Il primo attacco del leader pentastellato arriva sul suo blog nel primo pomeriggio di lunedì.”Un confronto democratico e trasparente in Italia è oggi impossibile”, scrive Grillo, visto che “il Pd preferisce gli incontri al chiuso di cui nessun cittadino sa nulla con un pregiudicato con il quale si appresta a fare la ‘riforma’ della Giustizia”.”Il M5S – continua l’ex comico genovese – rappresenta milioni di italiani che non possono essere trattati come dei paria, come dei cani in chiesa, da personaggi mai eletti in libere elezioni, da sbruffoni della democrazia. Nessuno potrà più imputarci di non aver cercato il dialogo”.
E a stretto giro riceve la ferma replica del premier su Twitter: “Io sono un ebetino, dice Beppe, ma almeno voi avete capito quali sono gli 8 punti su cui #M5S è pronto a votare con noi? #pochechiacchiere”. Poco dopo Renzi rilancia,chiedendo aicinquestelle un documento scritto: “Non è uno scherzo, sono le regole! Chiediamo un documento scritto per sapere se nel #M5S prevale chi vuole costruire o solo chi urla”.
Pronta la controreplica di Grillo: “Abbiamo il dovere – scrive in un altro post – come seconda forza politica di migliorare la legge elettorale e ci proveremo fino in fondo”, aggiungendo che il confronto resta aperto.
L’allusione agli “8 punti” del primo tweet di Renzi è alle recenti dichiarazioni dei 5 stelle, che prima dell’incontro poi slittato avevano aperto a otto delle dieci proposte fatte da Renzi. Ma il botta e risposta tra i due arriva poche ore dopo la conferenza stampa di Luigi Di Maio, vicepresidente della Camera pentastellato, che pur criticando il rinvio dell’appuntamento aveva tenuto aperto il dialogo: “La cosa più semplice che potevamo fare oggi era sparare a zero e far saltare il tavolo, ma invece vogliamo mantenere aperto il canale”.
Di Maio aveva comunque osservato che sul tema delle riforme “c’è molta più confusione nella maggioranza”. “Tutti dicono che il Patto del Nazareno tiene – aveva puntualizzato – ma in discussione sono i punti critici che lo potrebbero far saltare”. “Da ora in poi parliamo solo con Renzi, nel Pd gli altri non sono affidabili, siamo esterrefatti”.
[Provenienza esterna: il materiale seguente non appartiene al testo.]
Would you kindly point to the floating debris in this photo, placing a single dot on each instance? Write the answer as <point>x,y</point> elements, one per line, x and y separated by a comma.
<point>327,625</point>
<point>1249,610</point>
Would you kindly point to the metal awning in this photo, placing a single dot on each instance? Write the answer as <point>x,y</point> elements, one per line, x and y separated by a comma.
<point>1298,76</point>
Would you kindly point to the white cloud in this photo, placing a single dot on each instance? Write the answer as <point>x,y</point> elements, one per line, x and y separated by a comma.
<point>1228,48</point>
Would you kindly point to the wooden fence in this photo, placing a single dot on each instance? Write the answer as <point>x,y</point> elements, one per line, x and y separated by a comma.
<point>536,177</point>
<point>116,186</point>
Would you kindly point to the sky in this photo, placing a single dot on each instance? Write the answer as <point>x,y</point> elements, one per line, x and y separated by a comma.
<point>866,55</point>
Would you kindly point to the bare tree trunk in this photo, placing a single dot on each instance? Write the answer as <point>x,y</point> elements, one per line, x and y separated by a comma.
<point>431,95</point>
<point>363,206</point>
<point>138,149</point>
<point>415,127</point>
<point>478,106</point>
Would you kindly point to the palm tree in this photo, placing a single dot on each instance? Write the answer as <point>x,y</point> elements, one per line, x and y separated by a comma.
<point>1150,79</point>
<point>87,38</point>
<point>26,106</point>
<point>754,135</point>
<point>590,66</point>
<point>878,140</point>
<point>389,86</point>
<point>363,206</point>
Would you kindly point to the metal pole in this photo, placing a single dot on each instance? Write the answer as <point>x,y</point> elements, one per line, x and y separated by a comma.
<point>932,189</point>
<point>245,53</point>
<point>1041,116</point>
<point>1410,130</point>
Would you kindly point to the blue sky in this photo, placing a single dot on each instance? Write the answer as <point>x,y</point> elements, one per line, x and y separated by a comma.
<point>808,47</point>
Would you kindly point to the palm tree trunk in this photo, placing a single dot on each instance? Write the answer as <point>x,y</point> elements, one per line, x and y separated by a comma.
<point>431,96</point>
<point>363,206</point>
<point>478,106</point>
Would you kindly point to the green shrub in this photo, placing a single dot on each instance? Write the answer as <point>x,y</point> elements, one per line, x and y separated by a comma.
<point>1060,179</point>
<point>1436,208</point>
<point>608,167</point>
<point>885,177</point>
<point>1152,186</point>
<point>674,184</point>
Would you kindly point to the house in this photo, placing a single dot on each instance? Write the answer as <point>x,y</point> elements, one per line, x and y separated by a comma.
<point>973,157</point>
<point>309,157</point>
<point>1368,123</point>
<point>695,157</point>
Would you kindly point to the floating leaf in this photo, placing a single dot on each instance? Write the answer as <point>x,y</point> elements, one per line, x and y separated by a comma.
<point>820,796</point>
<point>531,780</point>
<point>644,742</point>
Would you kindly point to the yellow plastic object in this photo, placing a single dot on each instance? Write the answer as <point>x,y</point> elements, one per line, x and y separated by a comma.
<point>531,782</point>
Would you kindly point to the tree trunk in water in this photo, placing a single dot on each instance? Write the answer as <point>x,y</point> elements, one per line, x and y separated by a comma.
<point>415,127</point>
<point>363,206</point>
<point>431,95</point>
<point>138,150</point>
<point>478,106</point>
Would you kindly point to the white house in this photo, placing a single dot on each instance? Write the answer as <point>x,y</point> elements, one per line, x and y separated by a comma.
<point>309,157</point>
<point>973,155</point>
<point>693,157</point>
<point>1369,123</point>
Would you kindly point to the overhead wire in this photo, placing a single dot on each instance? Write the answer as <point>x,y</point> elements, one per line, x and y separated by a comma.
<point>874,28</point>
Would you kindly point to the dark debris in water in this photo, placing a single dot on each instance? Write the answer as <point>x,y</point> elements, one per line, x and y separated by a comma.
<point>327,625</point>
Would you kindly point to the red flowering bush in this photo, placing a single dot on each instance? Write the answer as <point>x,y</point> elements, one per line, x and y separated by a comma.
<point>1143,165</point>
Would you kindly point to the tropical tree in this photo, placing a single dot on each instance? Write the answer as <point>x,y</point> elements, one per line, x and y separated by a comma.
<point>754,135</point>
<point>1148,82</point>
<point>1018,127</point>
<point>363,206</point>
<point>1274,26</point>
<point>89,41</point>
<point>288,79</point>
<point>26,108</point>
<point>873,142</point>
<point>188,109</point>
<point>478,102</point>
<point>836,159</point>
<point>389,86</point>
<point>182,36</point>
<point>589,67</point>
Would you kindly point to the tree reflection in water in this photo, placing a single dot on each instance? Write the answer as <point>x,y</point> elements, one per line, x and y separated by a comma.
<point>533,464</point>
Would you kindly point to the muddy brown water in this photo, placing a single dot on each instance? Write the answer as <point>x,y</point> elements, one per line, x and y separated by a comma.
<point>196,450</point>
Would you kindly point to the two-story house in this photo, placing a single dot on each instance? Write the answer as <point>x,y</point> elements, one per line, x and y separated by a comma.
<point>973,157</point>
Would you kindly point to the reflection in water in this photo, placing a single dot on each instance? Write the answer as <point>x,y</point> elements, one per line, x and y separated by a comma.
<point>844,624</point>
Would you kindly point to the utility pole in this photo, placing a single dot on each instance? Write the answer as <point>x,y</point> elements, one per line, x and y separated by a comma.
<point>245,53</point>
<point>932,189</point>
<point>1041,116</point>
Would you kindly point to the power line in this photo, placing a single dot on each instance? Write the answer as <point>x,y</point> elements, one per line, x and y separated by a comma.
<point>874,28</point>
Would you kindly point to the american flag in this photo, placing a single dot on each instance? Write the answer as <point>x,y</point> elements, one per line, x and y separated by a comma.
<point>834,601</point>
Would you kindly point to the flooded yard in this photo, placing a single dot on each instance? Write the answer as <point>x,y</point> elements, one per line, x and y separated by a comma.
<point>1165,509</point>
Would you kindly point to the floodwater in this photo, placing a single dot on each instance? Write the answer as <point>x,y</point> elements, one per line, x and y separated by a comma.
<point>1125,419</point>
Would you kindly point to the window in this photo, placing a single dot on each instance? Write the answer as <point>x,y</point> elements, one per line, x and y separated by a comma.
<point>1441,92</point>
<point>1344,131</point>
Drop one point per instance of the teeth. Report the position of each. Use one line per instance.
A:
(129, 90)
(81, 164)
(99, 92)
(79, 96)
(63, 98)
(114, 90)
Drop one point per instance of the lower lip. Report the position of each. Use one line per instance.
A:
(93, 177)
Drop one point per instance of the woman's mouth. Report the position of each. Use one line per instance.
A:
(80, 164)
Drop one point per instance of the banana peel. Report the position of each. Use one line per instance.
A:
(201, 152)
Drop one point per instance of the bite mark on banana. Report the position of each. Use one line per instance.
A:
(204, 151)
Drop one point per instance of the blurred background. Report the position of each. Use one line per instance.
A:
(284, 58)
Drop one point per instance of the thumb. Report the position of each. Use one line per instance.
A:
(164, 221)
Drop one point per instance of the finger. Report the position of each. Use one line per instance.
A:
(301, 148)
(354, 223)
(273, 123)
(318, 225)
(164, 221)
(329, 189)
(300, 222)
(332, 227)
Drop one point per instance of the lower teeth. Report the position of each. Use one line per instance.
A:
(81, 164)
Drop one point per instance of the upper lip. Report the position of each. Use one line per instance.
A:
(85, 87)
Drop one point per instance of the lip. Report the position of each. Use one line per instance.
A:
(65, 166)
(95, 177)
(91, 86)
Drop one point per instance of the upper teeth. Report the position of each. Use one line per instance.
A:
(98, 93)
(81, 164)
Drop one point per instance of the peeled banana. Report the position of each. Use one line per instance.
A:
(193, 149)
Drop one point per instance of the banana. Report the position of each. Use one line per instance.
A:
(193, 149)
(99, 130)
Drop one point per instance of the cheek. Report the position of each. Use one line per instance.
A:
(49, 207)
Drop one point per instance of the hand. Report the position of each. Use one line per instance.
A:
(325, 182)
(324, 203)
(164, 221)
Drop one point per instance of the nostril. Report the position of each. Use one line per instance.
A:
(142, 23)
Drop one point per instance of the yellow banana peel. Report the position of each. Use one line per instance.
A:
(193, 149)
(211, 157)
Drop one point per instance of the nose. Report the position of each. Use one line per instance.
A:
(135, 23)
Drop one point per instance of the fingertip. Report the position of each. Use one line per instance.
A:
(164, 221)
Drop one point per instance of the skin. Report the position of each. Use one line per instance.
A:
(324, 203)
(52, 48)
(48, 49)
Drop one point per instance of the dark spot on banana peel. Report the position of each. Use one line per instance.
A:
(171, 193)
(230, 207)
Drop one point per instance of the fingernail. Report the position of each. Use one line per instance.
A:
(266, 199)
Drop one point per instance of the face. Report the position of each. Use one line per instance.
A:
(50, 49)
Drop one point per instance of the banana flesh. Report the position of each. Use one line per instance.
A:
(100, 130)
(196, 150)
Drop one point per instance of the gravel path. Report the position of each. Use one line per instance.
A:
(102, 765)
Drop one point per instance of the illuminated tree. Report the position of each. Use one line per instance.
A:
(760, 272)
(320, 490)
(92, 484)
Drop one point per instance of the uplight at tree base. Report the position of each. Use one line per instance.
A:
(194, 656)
“Oggi non ci sarà nessun incontro con il Movimento 5 Stelle” sulle riforme. Lo aveva scritto in mattinata il capogruppo del Pd a Montecitorio Roberto Speranza, in una lettera alla presidente della Camera Laura Boldrini. “Il Pd – spiega Speranza alla presidente Boldrini – considera questo confronto molto serio ed importante per il dibattito democratico nel nostro Paese e per dare più forma al percorso delle riforme. Proprio per questo riteniamo imprescindibile che tale confronto possa svolgersi solo dopo che saranno pervenute formali risposte alle questioni indicate nei giorni scorsi dal Partito democratico”.
La pattuglia di Forza Italia al Senato, intanto, affila le armi, nei prossimi giorni tornerà a chiedere la convocazioni del gruppo per continuare quella discussione iniziata con Silvio Berlusconi. L’ex premier, però, non ha intenzione di riaprire la partita, e così anche Renzi.